Thursday, August 20, 2009

Growing Joe Pye Weed

I am constantly getting asked by people walking by my home what these tall plants are growing in my garden. When I tell them Joe Pye Weed, they almost always say they have never heard of them. Growing up to 9 feet tall, mine ("Gateway") are currently around 6-7 feet high, and only two years old at this point. They like moist areas so I have them growing in an area that receives alot of runoff from my yard. I am growing really tall perennials in the middle of my bed to act as a naturally fence.

In the perennial garden on the other side of my house, I decided to try out the dwarf variety, "Little Joe", as they only get about 4 feet high, but mine are a little taller than that. He gets a little more shade here, but he seems to be doing just fine.

Wednesday, August 19, 2009

What a Plant Sale Looks Like

In late May, the Dakota County master gardeners had a plant sale. It started at 9 am, and when we arrived at 9:15, the crowd you see above was already there. Needless to say, it was a mad house and half of the plants were already claimed. I picked up some Penstemon Husker's Red and Balloon Flowers. It was a fun event to attend and see the different plants available, many of which were said to come from the master gardeners own gardens.

Sunday, August 9, 2009

One of my Coneflowers has Stem Rot

Horticulture Magazine had this very informative question and answer article on “Why are my Coneflowers Dying?” Since many of us grow Coneflowers or Echinacea, I thought this might be a very helpful article.

This site has some great photos of diseases that effect Coneflowers

Question: Why Are My Coneflowers Dying?July 27, 2009

My two-year-old coneflowers (Echinacea) are wilting and dying. They make many flowers, then they wilt and the leaves turn brown. The whole plant seems to die, stem by stem. What can I do? Nothing else in my perennial bed seems harmed.
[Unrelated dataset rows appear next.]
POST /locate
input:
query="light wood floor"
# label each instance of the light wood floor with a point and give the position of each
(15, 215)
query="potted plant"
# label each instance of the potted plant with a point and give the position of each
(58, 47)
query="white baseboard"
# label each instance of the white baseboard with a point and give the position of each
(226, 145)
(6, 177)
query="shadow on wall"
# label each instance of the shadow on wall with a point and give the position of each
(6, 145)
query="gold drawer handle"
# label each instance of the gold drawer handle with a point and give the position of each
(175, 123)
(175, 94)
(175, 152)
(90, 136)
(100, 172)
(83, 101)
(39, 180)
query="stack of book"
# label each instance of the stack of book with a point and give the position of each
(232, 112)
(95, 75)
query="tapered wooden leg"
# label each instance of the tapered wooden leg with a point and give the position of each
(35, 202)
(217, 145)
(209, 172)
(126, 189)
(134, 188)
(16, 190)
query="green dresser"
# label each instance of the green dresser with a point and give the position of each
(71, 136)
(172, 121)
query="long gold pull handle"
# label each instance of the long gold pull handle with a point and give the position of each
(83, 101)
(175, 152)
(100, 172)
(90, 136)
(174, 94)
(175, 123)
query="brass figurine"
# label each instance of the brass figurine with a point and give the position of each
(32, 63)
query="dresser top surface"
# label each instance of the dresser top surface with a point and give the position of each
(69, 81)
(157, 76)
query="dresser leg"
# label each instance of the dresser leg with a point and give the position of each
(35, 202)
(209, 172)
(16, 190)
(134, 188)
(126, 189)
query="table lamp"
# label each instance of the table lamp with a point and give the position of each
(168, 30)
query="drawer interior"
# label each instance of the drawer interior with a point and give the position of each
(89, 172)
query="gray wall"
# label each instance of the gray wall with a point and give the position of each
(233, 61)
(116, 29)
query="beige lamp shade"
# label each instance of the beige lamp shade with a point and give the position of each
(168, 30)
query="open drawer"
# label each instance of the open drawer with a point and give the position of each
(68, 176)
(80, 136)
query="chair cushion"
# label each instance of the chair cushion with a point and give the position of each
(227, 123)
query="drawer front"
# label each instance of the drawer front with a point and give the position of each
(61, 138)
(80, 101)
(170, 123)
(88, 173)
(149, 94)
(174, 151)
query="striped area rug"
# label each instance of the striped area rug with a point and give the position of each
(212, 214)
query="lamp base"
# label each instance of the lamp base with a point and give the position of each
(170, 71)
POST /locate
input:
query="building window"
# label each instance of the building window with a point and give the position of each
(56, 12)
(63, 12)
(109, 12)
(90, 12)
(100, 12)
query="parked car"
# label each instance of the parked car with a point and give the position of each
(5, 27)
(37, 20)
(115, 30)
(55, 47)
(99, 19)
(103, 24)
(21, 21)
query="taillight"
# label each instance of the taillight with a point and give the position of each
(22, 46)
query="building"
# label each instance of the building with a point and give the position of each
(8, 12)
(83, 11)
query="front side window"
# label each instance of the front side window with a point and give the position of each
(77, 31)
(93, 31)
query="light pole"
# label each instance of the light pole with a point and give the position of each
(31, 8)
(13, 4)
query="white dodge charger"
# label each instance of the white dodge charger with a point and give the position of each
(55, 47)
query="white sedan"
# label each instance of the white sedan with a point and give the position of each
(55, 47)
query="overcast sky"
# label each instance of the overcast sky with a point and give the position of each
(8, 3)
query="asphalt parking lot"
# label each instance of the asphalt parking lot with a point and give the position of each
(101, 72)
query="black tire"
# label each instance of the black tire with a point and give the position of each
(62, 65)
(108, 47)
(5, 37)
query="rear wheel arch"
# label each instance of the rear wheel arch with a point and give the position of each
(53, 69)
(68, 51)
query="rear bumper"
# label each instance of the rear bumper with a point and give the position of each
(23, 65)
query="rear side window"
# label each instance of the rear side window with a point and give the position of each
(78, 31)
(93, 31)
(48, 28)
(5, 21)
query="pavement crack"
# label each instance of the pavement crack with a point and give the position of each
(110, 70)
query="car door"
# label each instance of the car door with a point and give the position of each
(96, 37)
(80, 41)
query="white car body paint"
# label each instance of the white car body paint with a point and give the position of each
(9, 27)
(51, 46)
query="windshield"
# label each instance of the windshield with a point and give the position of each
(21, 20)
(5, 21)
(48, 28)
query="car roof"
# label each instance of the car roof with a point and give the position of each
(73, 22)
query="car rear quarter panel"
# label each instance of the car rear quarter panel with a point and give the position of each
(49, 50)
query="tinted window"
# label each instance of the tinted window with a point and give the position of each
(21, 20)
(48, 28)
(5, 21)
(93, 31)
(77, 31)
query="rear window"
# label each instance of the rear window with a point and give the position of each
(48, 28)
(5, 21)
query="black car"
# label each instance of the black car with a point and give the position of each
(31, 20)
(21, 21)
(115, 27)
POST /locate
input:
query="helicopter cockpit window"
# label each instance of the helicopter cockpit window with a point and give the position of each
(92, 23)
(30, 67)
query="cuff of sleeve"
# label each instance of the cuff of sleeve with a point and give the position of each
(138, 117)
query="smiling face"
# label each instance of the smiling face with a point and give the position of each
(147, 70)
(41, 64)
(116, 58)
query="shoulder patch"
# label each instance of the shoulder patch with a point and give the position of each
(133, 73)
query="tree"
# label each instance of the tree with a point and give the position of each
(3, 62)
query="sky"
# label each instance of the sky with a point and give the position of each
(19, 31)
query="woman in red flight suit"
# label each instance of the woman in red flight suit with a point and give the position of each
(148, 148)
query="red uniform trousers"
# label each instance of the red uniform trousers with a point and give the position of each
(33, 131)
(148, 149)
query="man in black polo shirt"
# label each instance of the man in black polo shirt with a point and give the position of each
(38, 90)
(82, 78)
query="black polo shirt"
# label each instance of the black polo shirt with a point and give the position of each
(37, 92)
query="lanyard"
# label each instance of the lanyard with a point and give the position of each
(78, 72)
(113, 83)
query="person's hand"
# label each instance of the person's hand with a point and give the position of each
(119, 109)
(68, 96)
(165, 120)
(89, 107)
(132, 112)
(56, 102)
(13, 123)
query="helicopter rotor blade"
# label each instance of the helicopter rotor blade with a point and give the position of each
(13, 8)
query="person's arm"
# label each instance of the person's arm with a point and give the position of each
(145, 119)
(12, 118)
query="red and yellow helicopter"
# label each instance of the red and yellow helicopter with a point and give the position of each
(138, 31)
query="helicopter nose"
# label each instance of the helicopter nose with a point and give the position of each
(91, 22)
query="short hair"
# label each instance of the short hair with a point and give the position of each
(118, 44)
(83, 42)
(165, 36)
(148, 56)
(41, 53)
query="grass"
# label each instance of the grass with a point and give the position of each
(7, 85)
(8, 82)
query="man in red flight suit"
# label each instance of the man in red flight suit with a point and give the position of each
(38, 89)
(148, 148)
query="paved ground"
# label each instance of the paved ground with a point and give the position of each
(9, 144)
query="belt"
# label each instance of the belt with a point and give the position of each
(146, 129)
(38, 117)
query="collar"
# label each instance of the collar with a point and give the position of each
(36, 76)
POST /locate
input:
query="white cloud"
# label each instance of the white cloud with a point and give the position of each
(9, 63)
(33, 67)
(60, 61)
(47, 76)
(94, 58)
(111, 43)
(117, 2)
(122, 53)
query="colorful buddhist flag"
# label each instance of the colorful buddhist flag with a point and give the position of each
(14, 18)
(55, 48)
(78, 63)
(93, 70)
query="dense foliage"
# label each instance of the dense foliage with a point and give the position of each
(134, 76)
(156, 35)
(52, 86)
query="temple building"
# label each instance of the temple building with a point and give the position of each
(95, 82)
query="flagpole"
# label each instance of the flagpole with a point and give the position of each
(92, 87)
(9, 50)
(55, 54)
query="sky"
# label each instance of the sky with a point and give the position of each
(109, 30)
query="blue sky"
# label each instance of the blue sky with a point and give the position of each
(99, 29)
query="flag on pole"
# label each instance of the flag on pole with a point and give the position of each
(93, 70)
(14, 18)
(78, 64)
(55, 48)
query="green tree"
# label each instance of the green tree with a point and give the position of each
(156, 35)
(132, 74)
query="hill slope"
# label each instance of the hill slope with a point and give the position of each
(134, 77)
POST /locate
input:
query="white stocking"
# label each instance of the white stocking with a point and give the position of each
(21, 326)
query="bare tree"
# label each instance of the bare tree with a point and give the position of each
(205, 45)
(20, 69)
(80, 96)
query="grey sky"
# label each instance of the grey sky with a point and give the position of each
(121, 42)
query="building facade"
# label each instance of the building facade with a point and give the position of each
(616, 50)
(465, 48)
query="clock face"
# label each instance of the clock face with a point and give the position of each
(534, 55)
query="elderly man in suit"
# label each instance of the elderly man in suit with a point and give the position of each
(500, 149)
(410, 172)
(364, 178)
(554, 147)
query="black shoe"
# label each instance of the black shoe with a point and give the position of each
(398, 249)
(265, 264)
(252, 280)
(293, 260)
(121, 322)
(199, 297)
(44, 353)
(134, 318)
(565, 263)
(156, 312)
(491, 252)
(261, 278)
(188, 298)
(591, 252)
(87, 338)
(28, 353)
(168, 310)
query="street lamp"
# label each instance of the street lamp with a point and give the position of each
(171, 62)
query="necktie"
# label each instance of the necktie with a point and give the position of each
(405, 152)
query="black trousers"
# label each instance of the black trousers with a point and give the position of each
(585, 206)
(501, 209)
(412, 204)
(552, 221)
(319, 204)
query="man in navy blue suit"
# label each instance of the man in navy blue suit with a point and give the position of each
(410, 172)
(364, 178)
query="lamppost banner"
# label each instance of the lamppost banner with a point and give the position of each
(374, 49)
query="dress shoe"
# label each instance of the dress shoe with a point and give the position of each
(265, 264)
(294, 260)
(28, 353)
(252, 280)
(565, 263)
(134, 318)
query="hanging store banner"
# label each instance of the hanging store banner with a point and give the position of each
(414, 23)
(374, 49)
Answer: Coneflowers are generally easy to grow and free of pests, but there are some diseases that attack them when conditions are right. The symptoms you describe suggest sclerotinia stem and root rot, also sometimes called crown rot. It is caused by the fungus Sclerotinia sclerotiorum.
This disease can present itself while the plants are still small or during bloom. It can originate in the soil and form black areas on the roots and plant crown after the plant dies. It can also reach the plant through the air, in which case it causes stem blotches, wilting and dieback. Flower heads may droop. Digging up one of the plants to examine the roots should help you diagnose the problem. A small, weak or broken root system also points to a fungal problem.
This disease is most likely to occur in damp conditions. If your area has received more rain than usual this year or it has been very humid, this fungal disease is most likely the problem. Also, echinacea are drought-tolerant plants that don’t require or prefer a lot of watering. If you are watering consistently to meet the needs of the other, undamaged plants in the bed, you might want to consider growing your coneflowers elsewhere.